DATA Step, Macro, Functions and more

PROC SQL Case colulmn exists or does not exists

Accepted Solution Solved
Reply
Contributor
Posts: 21
Accepted Solution

PROC SQL Case colulmn exists or does not exists

Hello. I would like to create a program something like this:

 

Proc sql;

create table TARGET as

Select

  case when column1 exists then get the value of column 1. Otherwise null end as COL1,

  case when column2 exists then get the value of column 2. Otherwise null end as COL2,

.....

From SOURCE;

quit;

 

May I know how I can convert this to sas/proc sql code? Thanks.


Accepted Solutions
Solution
‎06-08-2018 04:24 AM
Super User
Posts: 10,211

Re: PROC SQL Case colulmn exists or does not exists


@iSAS wrote:
Hello KurtBremser. My problem is the first suggestion you've mentioned.

I'm receiving a source file and its column/s changes consistently. Example, today I will receive the file with Col1,Col2, Col3, Col4 and tomorrow I will only receive Col1,Col2, and Col4. Thus I would like to create a program that:
If a certain column exists on the current source file, it will get the data of that column. Otherwise, it will just put null.

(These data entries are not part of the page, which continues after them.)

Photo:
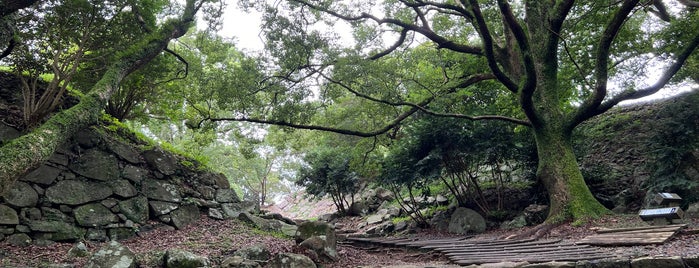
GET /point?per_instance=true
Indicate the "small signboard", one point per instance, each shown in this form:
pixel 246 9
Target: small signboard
pixel 666 213
pixel 665 199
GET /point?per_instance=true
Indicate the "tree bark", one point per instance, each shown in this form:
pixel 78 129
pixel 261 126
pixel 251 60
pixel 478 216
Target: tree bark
pixel 26 152
pixel 558 170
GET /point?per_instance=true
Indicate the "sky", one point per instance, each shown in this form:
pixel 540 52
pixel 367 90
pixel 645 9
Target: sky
pixel 243 26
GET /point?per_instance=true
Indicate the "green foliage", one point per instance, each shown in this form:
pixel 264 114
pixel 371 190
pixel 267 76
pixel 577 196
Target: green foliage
pixel 328 172
pixel 673 147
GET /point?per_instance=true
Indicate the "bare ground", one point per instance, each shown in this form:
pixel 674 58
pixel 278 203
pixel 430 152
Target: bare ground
pixel 220 239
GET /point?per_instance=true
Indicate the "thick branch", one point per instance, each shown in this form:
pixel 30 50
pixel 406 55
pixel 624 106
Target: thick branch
pixel 10 6
pixel 662 81
pixel 441 41
pixel 489 49
pixel 28 151
pixel 601 68
pixel 689 3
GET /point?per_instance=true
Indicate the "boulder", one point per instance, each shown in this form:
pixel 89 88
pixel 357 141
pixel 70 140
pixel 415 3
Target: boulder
pixel 78 250
pixel 8 216
pixel 290 260
pixel 123 188
pixel 226 196
pixel 358 208
pixel 465 220
pixel 112 255
pixel 176 258
pixel 536 214
pixel 605 263
pixel 239 262
pixel 654 262
pixel 57 230
pixel 319 237
pixel 692 211
pixel 94 215
pixel 691 261
pixel 375 219
pixel 161 208
pixel 217 180
pixel 44 175
pixel 553 264
pixel 135 209
pixel 268 225
pixel 97 164
pixel 232 210
pixel 161 191
pixel 20 240
pixel 185 215
pixel 134 174
pixel 163 162
pixel 124 151
pixel 81 192
pixel 257 252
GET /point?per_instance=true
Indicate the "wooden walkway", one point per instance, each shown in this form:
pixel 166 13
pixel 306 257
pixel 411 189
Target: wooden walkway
pixel 648 235
pixel 464 251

See this example, using sashelp.class as a guinea pig:

/* list of columns needed */
data columns_needed;
input name :$32. type :$1.;
name = upcase(name);
cards;
weight n
age n
sex c
;
run;

proc sort data=columns_needed;
by name;
run;

/* create some example data */
data have;
set sashelp.class (drop=age);
run;

/* retrieve metadata */
proc sql;
create table columns as
select upcase(name) as name
from dictionary.columns
where libname = 'WORK' and memname = 'HAVE'
order by name;
quit;

/* compare existing columns with needed, and dynamically create a data step to create missing columns */
data _null_;
merge
  columns (in=have)
  columns_needed (in=need)
  end=eof
;
by name;
if _n_ = 1
then call execute('data want; set have;');
if need and not have
then do;
  if type = 'n'
  then call execute(name !! " = .;");
  else call execute(name !! " = '';");
end;
if eof then call execute('run;');
run;
---------------------------------------------------------------------------------------------
Maxims of Maximally Efficient SAS Programmers
How to convert datasets to data steps
How to post code

View solution in original post


All Replies
Super User
Posts: 10,211

Re: PROC SQL Case colulmn exists or does not exists

Since the existence of a column will be known before the step, I'd retrieve that information from dictionary.columns and create code selectively.

If, OTOH, you are looking for missing values, the solution would be different. Which of the two is it?

---------------------------------------------------------------------------------------------
Maxims of Maximally Efficient SAS Programmers
How to convert datasets to data steps
How to post code
Contributor
Posts: 21

Re: PROC SQL Case colulmn exists or does not exists

Posted in reply to KurtBremser
Hello KurtBremser. My problem is the first suggestion you've mentioned.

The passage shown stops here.